If only there was a study that dug deeper, like examining differences in fertilization and irrigation practices.
Don't scoff, the authors of a paper in the Proceedings of the National Academy of Sciences assure us that with 80 percent of Americans living in urban or suburban neighborhoods, understanding urban lawn care is vital to sustainability planning.
The study was undertaken to test "the homogenization hypothesis." Peter Groffman, a scientist at the Cary Institute of Ecosystem Studies and one of the paper's authors explains, "Neighborhoods in very different parts of the country look remarkably alike, from lawns and roads to water features. This study is the first to test if urbanization produces similar land management behaviors, independent of the local environment."
Some 9,500 residents in the six study cities were queried about their lawn care habits. The research team, led by Colin Polsky of Clark University and colleagues at 10 other institutions, took into account differences in climate and neighborhood socioeconomics, both within and between cities. A focus was put on fertilization and irrigation, practices with potentially hefty environmental price tags.
Fertilizer is rich in nitrogen and phosphorus. This stimulates lawn growth, but when fertilizer washes into waterways, it causes algal blooms that degrade water quality and rob oxygen from fish and other aquatic life. According to the Environmental Protection Agency, landscape irrigation accounts for nearly one-third of residential water use nationwide.

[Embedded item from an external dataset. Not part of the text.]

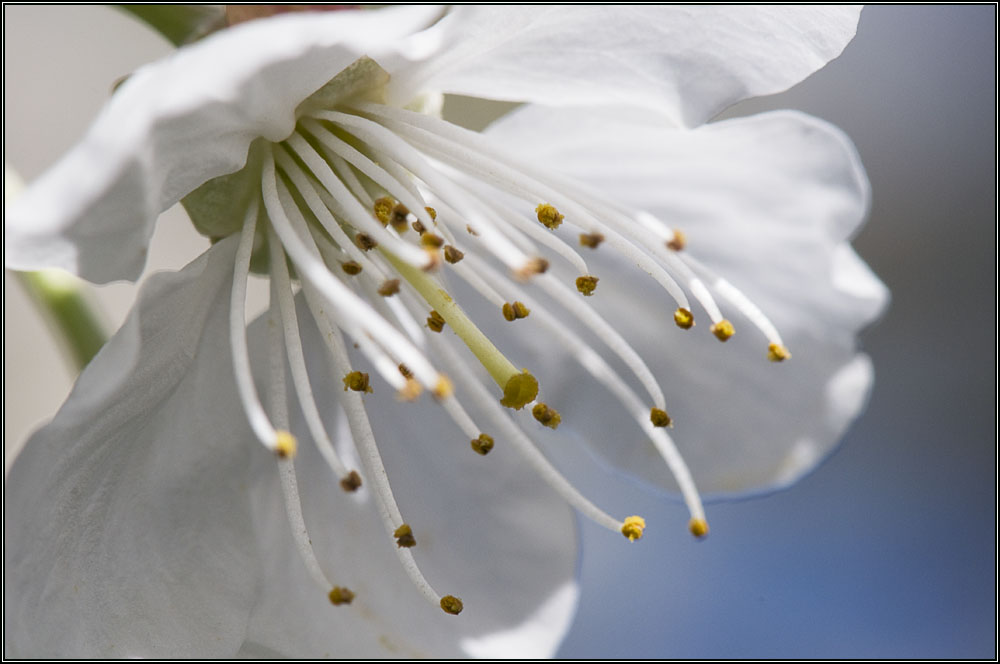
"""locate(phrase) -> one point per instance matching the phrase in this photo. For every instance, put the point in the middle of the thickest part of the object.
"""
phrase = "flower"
(143, 508)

Some 79% of surveyed residents watered their lawns and 64% applied fertilizer. Groffman comments, "These numbers are important when we bear in mind that lawns cover more land in the United States than any other irrigated crop. What we do in our suburban and urban yards has a big impact, for better or worse, on the environment."
Among the survey's findings: residents of Boston and Miami – cities with very different climates – had similar fertilization rates. And, perhaps unsurprisingly, in the study's two driest cities (Phoenix and Los Angeles) irrigation was positively correlated with affluence. But overall, local climate and social factors led to more lawn care variability than initially expected, both between and within cities.
Polsky notes, "One of the take-home lessons is that responding to lawn care-related environmental challenges may require locally-tailored solutions in more cases than we initially thought. Place matters, there is not a one-size-fits-all approach."
Groffman added, "The management of urban and suburban areas has a direct impact on water resources, carbon storage, and the fate of pollutants, like nitrogen and phosphorus. Yards are also where our environmental knowledge, values, and behavior are likely generated. The good news is that individual actions, on a yard-to-yard-basis, can make a difference."